食道がんや胃がん 手術で「切らない」選択肢も検討すべし

食道がんや胃がん 手術で「切らない」選択肢も検討すべし

手術以外の選択肢を考慮すべきケースとは

 病の原因を直接取り除く「手術」は医療における最も基本的な治療方法であり、その「効果」は立証されている。

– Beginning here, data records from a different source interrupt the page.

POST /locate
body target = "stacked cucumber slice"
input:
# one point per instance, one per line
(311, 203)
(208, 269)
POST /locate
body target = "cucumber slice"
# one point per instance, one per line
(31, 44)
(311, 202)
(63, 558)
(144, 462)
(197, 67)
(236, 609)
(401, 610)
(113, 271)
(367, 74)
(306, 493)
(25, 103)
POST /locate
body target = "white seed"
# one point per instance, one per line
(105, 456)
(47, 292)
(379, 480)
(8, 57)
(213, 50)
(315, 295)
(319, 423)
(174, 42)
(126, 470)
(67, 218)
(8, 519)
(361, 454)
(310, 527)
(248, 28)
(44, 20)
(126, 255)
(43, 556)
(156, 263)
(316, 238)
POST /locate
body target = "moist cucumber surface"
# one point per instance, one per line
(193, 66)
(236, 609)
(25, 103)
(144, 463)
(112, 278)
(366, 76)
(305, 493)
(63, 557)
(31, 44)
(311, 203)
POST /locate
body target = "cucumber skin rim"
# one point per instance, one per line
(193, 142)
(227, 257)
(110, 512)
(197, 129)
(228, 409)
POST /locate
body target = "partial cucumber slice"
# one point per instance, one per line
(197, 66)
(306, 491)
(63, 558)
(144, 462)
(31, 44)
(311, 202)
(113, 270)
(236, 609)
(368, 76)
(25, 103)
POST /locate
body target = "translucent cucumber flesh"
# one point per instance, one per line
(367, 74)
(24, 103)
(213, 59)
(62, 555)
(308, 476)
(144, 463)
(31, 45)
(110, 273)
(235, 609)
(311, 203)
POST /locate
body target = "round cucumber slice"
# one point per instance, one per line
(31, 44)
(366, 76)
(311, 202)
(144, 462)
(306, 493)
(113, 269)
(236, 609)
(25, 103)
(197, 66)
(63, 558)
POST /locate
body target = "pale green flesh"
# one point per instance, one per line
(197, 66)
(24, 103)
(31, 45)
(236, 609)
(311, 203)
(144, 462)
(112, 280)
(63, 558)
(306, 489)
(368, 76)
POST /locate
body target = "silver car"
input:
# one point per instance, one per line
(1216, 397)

 がん治療でも、放射線治療の進歩、抗がん剤の開発が進んでいるとはいえ、「切れる」のであれば、外科手術は依然、医師にとって第一の選択肢といえる。しかし、高齢者の場合、がんの発症部位によって効果の高い手術、低い手術があることがわかってきている。

 とくに「受けてはいけない手術」となる可能性が高いのはどこか。

◆前立腺がん・喉頭がん

 千葉県がんセンター研究所がん予防センターの公表している「全がん協生存率調査」によれば、初期の前立腺がんや喉頭がんでは手術の有無による5年生存率の差がほとんど見られない。

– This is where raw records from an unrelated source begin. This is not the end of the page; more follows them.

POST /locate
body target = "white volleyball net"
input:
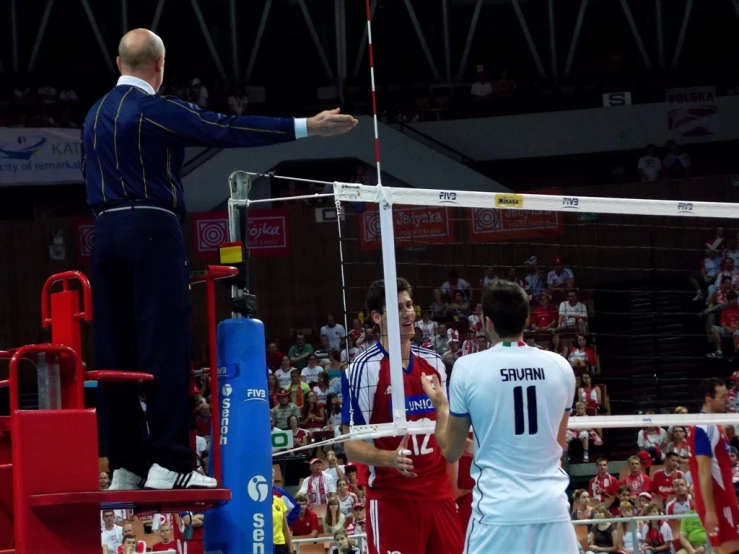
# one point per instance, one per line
(425, 236)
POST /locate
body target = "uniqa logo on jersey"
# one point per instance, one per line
(226, 391)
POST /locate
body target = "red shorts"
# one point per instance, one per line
(413, 527)
(728, 524)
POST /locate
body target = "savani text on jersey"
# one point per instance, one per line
(367, 390)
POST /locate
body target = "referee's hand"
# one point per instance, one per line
(329, 123)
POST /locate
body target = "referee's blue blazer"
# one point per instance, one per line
(133, 143)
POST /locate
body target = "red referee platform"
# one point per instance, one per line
(50, 500)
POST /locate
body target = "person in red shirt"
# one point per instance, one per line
(544, 316)
(637, 481)
(603, 486)
(306, 525)
(728, 325)
(662, 479)
(167, 542)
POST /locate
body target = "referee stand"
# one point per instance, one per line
(50, 500)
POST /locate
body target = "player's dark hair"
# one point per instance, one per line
(376, 294)
(708, 387)
(507, 306)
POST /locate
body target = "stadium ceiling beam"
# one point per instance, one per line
(470, 38)
(316, 40)
(157, 16)
(529, 38)
(575, 37)
(422, 40)
(40, 35)
(660, 34)
(552, 38)
(683, 31)
(635, 32)
(258, 40)
(98, 36)
(363, 41)
(208, 40)
(234, 40)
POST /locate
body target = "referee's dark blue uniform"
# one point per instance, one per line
(133, 151)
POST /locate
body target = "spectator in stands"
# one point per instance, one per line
(203, 421)
(334, 519)
(604, 486)
(307, 523)
(309, 374)
(676, 162)
(636, 480)
(104, 480)
(544, 317)
(274, 356)
(650, 166)
(573, 314)
(453, 284)
(560, 277)
(682, 503)
(693, 537)
(334, 331)
(312, 414)
(710, 267)
(728, 326)
(556, 345)
(323, 351)
(581, 510)
(344, 545)
(284, 410)
(582, 355)
(166, 542)
(439, 307)
(298, 389)
(603, 536)
(590, 394)
(111, 534)
(679, 444)
(317, 488)
(662, 479)
(583, 435)
(299, 352)
(657, 534)
(482, 89)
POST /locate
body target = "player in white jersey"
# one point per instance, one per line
(518, 400)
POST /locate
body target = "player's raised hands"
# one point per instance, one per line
(433, 389)
(400, 459)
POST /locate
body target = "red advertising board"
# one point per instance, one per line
(414, 226)
(489, 225)
(268, 230)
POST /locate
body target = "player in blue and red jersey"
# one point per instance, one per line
(411, 507)
(710, 466)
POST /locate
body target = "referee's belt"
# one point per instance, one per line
(124, 205)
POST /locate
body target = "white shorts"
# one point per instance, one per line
(534, 538)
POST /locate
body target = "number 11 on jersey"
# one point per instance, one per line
(520, 417)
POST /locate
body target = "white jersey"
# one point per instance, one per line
(515, 397)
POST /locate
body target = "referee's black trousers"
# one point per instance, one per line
(141, 322)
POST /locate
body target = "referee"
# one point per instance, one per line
(133, 145)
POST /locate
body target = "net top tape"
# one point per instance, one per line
(352, 192)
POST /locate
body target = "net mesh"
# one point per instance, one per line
(633, 266)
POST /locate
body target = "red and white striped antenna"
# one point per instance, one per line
(374, 92)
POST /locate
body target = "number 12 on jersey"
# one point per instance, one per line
(520, 416)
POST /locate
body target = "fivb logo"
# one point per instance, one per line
(447, 197)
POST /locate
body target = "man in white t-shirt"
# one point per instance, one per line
(573, 314)
(334, 332)
(650, 166)
(519, 398)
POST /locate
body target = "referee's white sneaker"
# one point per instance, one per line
(160, 478)
(124, 480)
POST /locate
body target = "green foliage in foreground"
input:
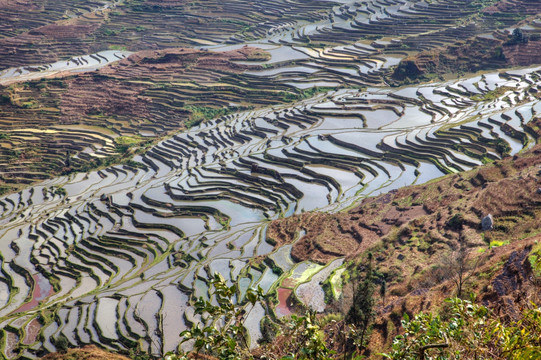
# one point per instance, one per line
(225, 337)
(471, 332)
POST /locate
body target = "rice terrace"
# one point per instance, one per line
(293, 150)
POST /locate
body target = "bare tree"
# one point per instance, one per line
(460, 266)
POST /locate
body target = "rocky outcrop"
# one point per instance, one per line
(487, 223)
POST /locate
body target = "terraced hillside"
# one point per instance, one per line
(110, 257)
(222, 116)
(316, 44)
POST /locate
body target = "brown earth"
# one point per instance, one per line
(89, 352)
(147, 92)
(411, 236)
(480, 52)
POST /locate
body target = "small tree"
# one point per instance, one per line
(228, 340)
(460, 267)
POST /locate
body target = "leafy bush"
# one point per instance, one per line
(227, 341)
(471, 332)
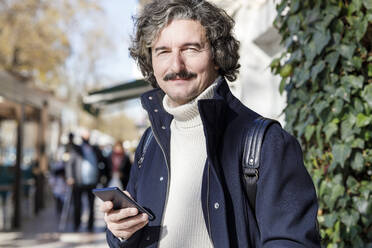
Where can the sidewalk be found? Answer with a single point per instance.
(42, 232)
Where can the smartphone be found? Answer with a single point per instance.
(119, 199)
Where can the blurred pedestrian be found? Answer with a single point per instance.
(83, 175)
(57, 180)
(119, 166)
(189, 170)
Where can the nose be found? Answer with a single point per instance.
(178, 62)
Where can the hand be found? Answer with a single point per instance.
(123, 223)
(70, 181)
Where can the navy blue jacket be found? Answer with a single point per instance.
(286, 203)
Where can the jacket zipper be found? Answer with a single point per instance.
(208, 215)
(166, 163)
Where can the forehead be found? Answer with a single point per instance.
(181, 31)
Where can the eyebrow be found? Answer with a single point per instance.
(196, 44)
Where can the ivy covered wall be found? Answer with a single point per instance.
(326, 70)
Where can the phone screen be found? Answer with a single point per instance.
(119, 199)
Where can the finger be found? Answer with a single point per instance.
(127, 233)
(127, 193)
(117, 215)
(129, 223)
(106, 206)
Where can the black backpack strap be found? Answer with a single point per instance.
(145, 146)
(251, 156)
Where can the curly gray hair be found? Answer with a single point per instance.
(217, 23)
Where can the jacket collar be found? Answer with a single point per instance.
(212, 111)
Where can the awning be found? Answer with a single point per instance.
(95, 100)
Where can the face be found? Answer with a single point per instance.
(182, 61)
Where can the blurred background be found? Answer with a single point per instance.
(65, 71)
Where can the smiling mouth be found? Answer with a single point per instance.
(182, 75)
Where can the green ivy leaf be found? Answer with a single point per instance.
(347, 51)
(352, 184)
(309, 131)
(355, 82)
(310, 51)
(343, 93)
(337, 191)
(367, 4)
(347, 127)
(354, 6)
(358, 143)
(337, 106)
(293, 23)
(332, 59)
(367, 94)
(340, 153)
(319, 67)
(358, 105)
(282, 85)
(321, 39)
(349, 219)
(330, 219)
(363, 120)
(320, 106)
(295, 5)
(330, 129)
(358, 162)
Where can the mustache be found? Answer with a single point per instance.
(184, 74)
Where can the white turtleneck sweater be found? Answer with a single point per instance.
(183, 224)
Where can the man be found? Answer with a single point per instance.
(190, 176)
(82, 173)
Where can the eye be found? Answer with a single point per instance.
(162, 52)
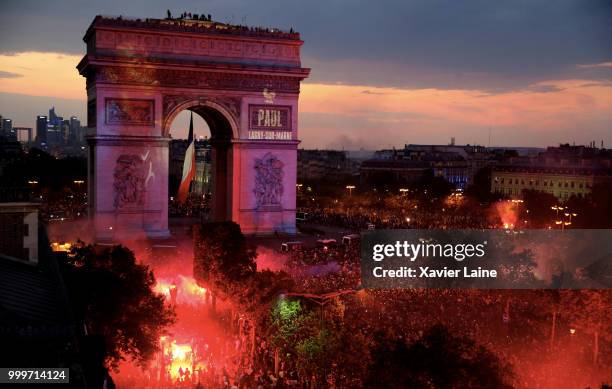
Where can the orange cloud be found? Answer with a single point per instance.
(42, 74)
(544, 105)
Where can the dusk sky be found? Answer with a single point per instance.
(384, 73)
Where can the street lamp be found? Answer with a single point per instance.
(350, 188)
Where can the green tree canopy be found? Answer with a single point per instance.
(112, 294)
(438, 359)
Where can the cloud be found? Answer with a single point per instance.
(445, 44)
(595, 65)
(42, 74)
(4, 74)
(542, 114)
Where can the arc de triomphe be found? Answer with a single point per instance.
(244, 82)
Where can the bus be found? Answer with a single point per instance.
(291, 246)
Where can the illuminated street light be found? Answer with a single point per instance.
(350, 188)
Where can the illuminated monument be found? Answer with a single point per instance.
(244, 82)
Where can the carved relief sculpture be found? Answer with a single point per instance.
(129, 111)
(268, 181)
(129, 181)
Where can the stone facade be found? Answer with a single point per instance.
(141, 74)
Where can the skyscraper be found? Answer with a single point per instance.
(41, 129)
(74, 131)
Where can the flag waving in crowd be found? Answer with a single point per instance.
(189, 165)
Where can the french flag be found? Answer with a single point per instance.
(189, 166)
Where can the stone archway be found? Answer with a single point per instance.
(244, 83)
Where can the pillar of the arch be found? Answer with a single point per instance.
(129, 188)
(129, 161)
(253, 216)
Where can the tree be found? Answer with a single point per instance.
(223, 261)
(113, 296)
(438, 359)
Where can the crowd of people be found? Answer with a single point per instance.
(411, 216)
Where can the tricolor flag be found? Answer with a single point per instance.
(188, 166)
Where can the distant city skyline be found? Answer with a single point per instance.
(530, 74)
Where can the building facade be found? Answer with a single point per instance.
(563, 172)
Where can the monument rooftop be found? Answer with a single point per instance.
(192, 25)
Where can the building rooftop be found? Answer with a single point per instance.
(194, 24)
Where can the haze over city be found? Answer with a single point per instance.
(525, 74)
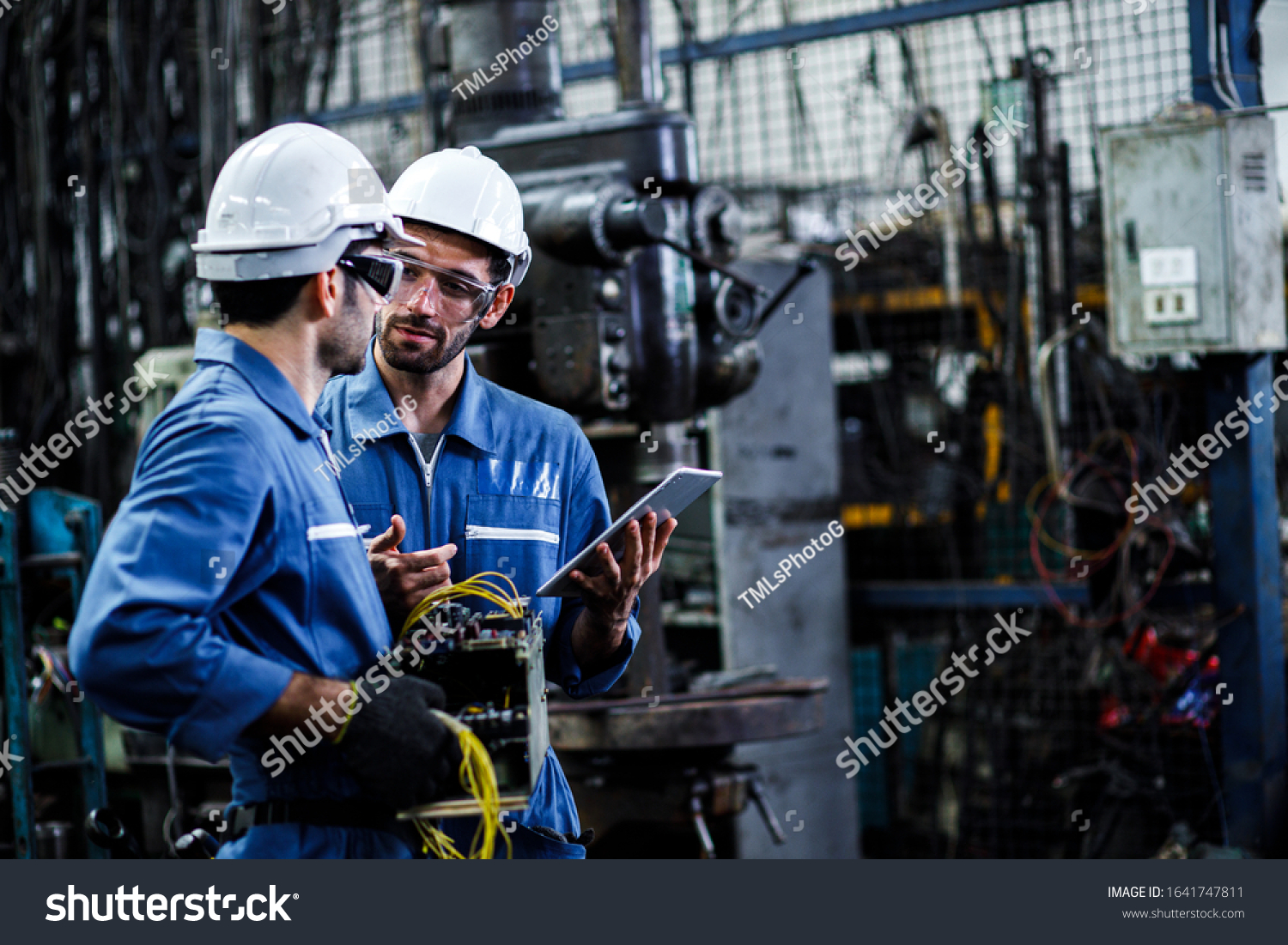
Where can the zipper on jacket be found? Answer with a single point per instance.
(522, 535)
(428, 469)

 前立腺がんステージIでは手術ありが4.8%だけ上回るが、ステージIIではどちらも100%で同率。喉頭がんのステージIは3.4%差、ステージIIでは逆に「手術なし」が0.9%上回っている。『不要なクスリ 無用な手術』の著者で、医師・ジャーナリストの富家孝氏は、そのデータを踏まえてこう指摘する。

「前立腺がんの手術は排尿障害や勃起障害を起こしてしまう可能性もある。転移がなければほとんどの場合は進行が遅く、70歳以上はもちろん60代後半なら切除しなくていいという意見は医学界でも多い。QOL(生活の質)を重視するなら、放射線治療や抗がん剤、ホルモン療法などを検討すべきです」

 甲状腺がんも他のがんに比べ進行が遅く「高齢者なら寿命が先に来る場合も多い」(同前)という。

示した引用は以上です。